Аврелии было уже около шестнадцати лет, как вдруг в дом ее матери стал часто являться какой-то человек, которого баронесса принимала постоянно с выражением самого искреннего сочувствия и дружбы. Посещения его делались все чаще и чаще, а вместе с тем видимо изменилась и вся обстановка жизни баронессы. Вместо прежней бедной комнаты, где-то почти на чердаке, переехали они в большой, богатый дом в лучшем квартале города. Роскошные наряды сменили прежние убогие платья. Баронесса ежедневно обедала вместе со своим гостем, а по вечерам стала с ним разъезжать по всем увеселительным местам столицы. Только на положении Аврелии эта перемена состояния ее матери не отразилась никак. Во время увеселительных прогулок баронессы с незнакомцем она постоянно оставалась одна в своей комнате и одевалась точно так же бедно, как и прежде.
Незнакомец, хотя ему было лет около сорока, сохранил вполне юношескую свежесть и вообще мог назваться красавцем, но, несмотря на это, он был всегда противен Аврелии, в особенности своими манерами, которые при всем его желании показаться принадлежащим к хорошему обществу, обличали в нем необразованного, грубого человека. Скоро Аврелия заметила, что незнакомец стал порой кидать на нее взгляды, которые приводили ее в невыразимый ужас. Она не могла дать себе ясного отчета, почему баронесса, до сих пор никогда не говорившая ни слова о незнакомце, тут вдруг объявила ей его имя, прибавив, что он имел титул барона и был их дальним родственником. Она много распространялась в похвалах его наружности, качествам и заключила вопросом, нравится ли он Аврелии. Аврелия не могла промолчать о том отвращении, которое внушал ей приятель ее матери, и надо было видеть, какая ярость сверкнула при этом в глазах баронессы. Она назвала ее глупой, безрассудной девчонкой, но, однако, скоро спохватилась и даже стала гораздо ласковее, чем была прежде; накупила ей прекрасных нарядов и начала брать ее везде с собой. Незнакомец стал к ней необыкновенно внимателен и предупредителен, чем, однако, по словам Аврелии, сделался ей еще отвратительнее прежнего. Чувство это, наконец, перешло в ней все границы, после того как она однажды убедилась, какого рода замысел созрел относительно нее в голове преступной матери.

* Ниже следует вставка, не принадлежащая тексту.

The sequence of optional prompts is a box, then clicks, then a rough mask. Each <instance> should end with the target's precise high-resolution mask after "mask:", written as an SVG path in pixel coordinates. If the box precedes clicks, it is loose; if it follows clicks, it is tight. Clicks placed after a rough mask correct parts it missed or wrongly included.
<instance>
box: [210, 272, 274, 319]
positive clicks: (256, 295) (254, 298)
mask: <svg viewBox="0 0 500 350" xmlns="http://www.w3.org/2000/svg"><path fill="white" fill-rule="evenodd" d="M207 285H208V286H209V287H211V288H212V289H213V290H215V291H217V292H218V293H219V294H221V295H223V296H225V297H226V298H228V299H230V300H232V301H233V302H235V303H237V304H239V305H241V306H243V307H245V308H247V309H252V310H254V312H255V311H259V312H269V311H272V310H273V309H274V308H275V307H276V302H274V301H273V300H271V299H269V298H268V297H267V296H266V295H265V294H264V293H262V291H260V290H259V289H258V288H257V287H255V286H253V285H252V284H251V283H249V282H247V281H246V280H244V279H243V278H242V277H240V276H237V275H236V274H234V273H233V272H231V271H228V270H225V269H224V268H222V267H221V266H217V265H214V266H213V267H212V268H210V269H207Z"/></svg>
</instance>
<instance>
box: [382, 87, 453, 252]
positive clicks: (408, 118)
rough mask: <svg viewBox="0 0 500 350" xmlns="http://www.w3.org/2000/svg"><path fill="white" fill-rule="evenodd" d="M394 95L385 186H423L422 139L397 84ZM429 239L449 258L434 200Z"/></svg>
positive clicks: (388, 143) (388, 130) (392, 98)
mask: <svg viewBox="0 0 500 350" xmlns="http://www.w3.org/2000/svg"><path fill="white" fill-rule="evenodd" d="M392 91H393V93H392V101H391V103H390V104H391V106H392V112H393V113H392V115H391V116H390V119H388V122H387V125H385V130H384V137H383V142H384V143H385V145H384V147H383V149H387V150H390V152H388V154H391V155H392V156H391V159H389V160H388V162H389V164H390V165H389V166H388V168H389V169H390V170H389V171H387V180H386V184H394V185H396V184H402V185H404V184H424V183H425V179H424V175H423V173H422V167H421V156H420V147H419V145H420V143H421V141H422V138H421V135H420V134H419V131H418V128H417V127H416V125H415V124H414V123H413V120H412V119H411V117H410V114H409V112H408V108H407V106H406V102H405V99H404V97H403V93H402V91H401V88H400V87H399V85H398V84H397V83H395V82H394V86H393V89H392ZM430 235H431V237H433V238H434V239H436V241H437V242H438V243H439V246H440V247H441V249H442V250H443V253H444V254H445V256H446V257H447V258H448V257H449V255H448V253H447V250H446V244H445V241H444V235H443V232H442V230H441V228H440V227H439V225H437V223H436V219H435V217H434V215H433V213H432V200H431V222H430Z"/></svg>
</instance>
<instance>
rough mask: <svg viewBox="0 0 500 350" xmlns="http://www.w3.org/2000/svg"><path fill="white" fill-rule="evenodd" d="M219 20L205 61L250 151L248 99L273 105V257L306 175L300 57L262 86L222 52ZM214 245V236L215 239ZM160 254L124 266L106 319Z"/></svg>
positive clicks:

Однажды незнакомец, вернувшись домой совершенно пьяный, вдруг схватил Аврелию в свои объятия с таким диким, безумно бешеным взглядом, что она не могла более ни минуты сомневаться в его намерениях. Отчаяние придало ей сверхъестественную силу, и она так оттолкнула негодяя, что он, и без того едва держась на ногах, упал без памяти на пол. Сама Аврелия убежала и заперлась в своей комнате. Скоро баронесса вошла к ней и холодно объявила, что они обязаны незнакомцу всем своим благосостоянием и что она не имеет ни малейшего желания возвращаться к прежней нужде и нищете, а потому находит, что всякое манерничанье со стороны Аврелии в этом случае глупо и неуместно и что ей остается только подчиниться желанию их благодетеля, который, в противном случае, грозит бросить их совсем. Слезы и мольбы Аврелии вызвали на лице баронессы лишь холодную усмешку, причем она вообще высказала такой ледяной, безнравственный взгляд на эти вещи, что не нашлось бы даже совершенно испорченного сердца, которое не пришло бы в ужас, выслушав такое признание от кого бы то ни было. Аврелия увидела ясно, что погибель неизбежна, и решилась искать спасения в бегстве.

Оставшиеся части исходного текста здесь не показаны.